騎士、願う。
翌朝、なんかルウイさんが気になってうまく眠れなくて、
ちょっと寝ぼけ眼で下へ降りる。
ルウイさん、今日は元気かな・・?
なんか急に元気なくなっちゃうと、何か失礼な事しちゃったのかなって・・、気になって・・。裏口の方を見ても薄っすらと積もった雪景色しか見えない。
大きめのブランケットを肩に掛けて体をしっかり包むと、裏口を出て菜園を歩く。地面が凍っているので、ザクザクと音がする。白い息が出て、鼻がツンとする。
「・・・こんな寒い中、鍛錬してるのか・・」
そういって、川の方を見ると、長剣を素振りしてた。
すげ・・、鍛錬してるわ・・。マジか、騎士さん寒さって感じてる?なんかシャツ一枚だし、なんなら体から湯気出てる。
ルウイさんは、私の気配に気付くとそっと剣を下ろして、小さく笑って手を振ってくれた。よかった・・、今日は昨日よりも幾分元気かな・・・?そう思いつつ、慎重に川の方へ降りて行く。
「おはようございます!朝から、鍛錬すごいですね・・」
「はい・・、日課になってますから、苦でもないんですよ」
「・・・日課・・、すごいです」
そう言うと、ルウイさんは小さく笑って私をじっと見つめる。
「・・鼻が少し赤いですよ。ここは寒いですから・・」
「・・それ言ったら、ルウイさんも同じですけど」
「私は鍛えてますから・・・」
ま、それもそうか。
あまり鍛錬の邪魔しちゃ悪いかな・・、そう思って戻ろうかと思ったけど、なんか・・やっぱり昨日と同じで寂しそうな顔をするルウイさんを見て、なんだか胸が痛む。やっぱり、私なんかしちゃったのかな・・?
「ルウイさん、目玉焼き2個にしておきますね」
「・・え、はい・・?」
「なんか・・元気がないので。いっぱい食べておきましょう。今日はウチにいるんですよね?」
「・・・はい、ありがとうございます」
うーん・・、まだ元気ないなぁ・・。
ちょっと考えて、ルウイさんを見る。
「ルウイさん、ちょっとこう・・屈んでもらえますか?」
「・・・は、はぁ・・?」
ルウイさんが私の前に少し屈んでくれたので、ちょうどいい所に頭が来たので、両手で髪を撫でてみた。元気出ろ〜!今日は両手だぞ!ワンコを撫でるようにわしゃわしゃ撫でて・・、ルウイさんを見るとちょっと目元が赤い。
うんうん、照れるよな。
私も照れる。
「・・ルウイさんが元気ないと、心配です」
「・・・・心配・・・」
「いつもほら・・、笑顔だから・・その、気になって・・」
「気になる・・」
なぜオウムのように繰り返す・・・。
綺麗な顔をついでに両手で撫でてみた。今日もすべすべだな。でも、寒い所にいたから頬が冷たい。暖めるように両手でちょっと包んでみた。
「・・・・・ずっと、気にして下さい・・」
ルウイさんが、ボソッと呟く。
・・何を今更。
大型犬のようにいつも側にいて、嬉しそうに笑ったり、元気をなくしたり・・、こんなに気にしてますよ。これでも私は今まで、結構世捨て人のようにひっそり生きてたんですけど。
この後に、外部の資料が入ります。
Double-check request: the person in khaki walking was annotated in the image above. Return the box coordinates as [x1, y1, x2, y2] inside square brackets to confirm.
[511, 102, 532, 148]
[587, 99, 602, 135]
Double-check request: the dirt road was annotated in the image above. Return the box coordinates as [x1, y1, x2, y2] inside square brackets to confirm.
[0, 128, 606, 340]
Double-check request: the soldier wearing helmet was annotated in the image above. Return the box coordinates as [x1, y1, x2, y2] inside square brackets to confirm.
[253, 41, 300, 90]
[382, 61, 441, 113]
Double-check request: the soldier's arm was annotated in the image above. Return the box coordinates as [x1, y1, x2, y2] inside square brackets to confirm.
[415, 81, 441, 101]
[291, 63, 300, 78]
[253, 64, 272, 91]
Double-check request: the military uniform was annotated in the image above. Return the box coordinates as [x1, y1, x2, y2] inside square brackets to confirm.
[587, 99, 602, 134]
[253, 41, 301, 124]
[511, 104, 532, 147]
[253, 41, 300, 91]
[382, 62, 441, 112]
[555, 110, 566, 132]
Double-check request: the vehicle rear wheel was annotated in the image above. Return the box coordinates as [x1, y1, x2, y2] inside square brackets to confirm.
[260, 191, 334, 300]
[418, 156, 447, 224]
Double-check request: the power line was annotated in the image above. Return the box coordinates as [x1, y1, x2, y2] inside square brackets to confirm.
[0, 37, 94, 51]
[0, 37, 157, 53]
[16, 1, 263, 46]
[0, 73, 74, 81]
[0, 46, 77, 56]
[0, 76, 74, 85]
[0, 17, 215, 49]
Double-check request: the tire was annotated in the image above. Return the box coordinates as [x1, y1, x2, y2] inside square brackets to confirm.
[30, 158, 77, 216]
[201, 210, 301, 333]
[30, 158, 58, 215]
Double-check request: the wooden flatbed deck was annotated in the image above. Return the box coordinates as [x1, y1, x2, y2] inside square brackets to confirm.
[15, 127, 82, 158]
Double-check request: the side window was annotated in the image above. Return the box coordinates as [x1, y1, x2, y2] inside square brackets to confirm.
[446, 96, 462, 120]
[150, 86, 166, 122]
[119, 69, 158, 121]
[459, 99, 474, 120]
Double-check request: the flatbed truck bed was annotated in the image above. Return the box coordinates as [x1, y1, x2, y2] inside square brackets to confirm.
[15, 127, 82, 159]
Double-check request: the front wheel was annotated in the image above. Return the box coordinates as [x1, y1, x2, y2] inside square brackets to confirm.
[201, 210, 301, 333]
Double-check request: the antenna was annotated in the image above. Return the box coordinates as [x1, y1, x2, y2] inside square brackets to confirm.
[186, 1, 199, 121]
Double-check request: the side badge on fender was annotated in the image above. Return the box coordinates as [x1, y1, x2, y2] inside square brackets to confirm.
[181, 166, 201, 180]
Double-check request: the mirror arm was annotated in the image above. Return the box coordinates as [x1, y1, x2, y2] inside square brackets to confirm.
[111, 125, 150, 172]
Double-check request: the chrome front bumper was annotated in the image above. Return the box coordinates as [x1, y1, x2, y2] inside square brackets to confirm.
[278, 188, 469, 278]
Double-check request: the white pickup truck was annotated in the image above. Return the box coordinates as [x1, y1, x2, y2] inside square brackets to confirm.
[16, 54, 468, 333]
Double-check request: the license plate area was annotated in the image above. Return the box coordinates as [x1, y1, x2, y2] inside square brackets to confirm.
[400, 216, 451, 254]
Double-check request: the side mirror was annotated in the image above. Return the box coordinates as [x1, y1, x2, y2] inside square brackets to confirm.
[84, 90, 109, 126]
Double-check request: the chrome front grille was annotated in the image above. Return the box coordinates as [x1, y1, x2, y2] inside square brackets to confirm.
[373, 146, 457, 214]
そこを大分ルウイさん引っ掻き回してると思いますけど、自覚ないんですかね・・。
「・・気になるから、こうして心配してるんですけど・・・」
ブスッとした顔でルウイさんを見ると、ルウイさんは嬉しそうに見つめてくる。今日も綺麗な顔だなぁ・・。そっと手を離すと、ふふっとルウイさんは笑って立ち上がる。
「トーリは、優しいですね・・」
「・・・お褒め頂き光栄です」
ルウイさんを見上げると、いつもの笑みに戻っている。
・・良かった、ちょっと元気出たかな。
・・理性に、「あと3ヶ月だから」って心の中で言うと、「ま、3ヶ月だしな」みたいな返事を貰った・・と思うことにした。ルウイさんが手をそっと差し出してきたので、手を握ると嬉しそうに笑うから・・・。